Landrat: Müssen weg vom Billig-Image

Landrat Hermann Hübner stellte fest, das der Stellenwert des Tourismus maßlos unterschätzt werde und sagte: „Wir kämpfen nicht gegen Windmühlenflügel.“ Staunen erregend war die Zahl, die Hübner für Fichtelgebirge und Bayreuth nannte: Dort würden dank des Fremdenverkehrs 750 Millionen Euro umgesetzt. Was Hübner zuwieder ist, hörte man auch deutlich: „Das tolle Preis-Leistungsverhältnis - ich kann es nicht mehr hören.“ Oberfranken habe ein Billigregion-Image, doch „Billigpreise sind von gestern“. Das Ziel müsse ein Ganzjahres-Tourismus sein. In der Fränkischen Schweiz etwa sei zwischen Oktober und März eher wenig los, „dann kommen die Osterbrunnen, und dann läuft’s“.

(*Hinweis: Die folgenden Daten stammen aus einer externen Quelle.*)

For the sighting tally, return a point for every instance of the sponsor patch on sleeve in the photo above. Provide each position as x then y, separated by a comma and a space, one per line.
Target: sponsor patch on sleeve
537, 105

Ob die Wirtschaftsvertreter in den zwei Stunden die Probleme und Potenziale der Oberfränkischen Wirtschaft durchdrungen haben? Es durften zum Ende hin Fragen aus dem Publikum gestellt werden. Ein Zuhörer nannte die Zahl von zehn Thermen in der Umgebung, die weltweit vielleicht höchste Thermendichte - „ein Hammerargument“. Für den Tourismus, meinte er vermutlich. Dabei belegt es vor allem die Feststellung, dass Oberfrankens Tourismusziele nach wie vor zur Kirchturmpolitik neigen und Thermen auch dort bauen, wo nicht unbedingt großer Bedarf ist.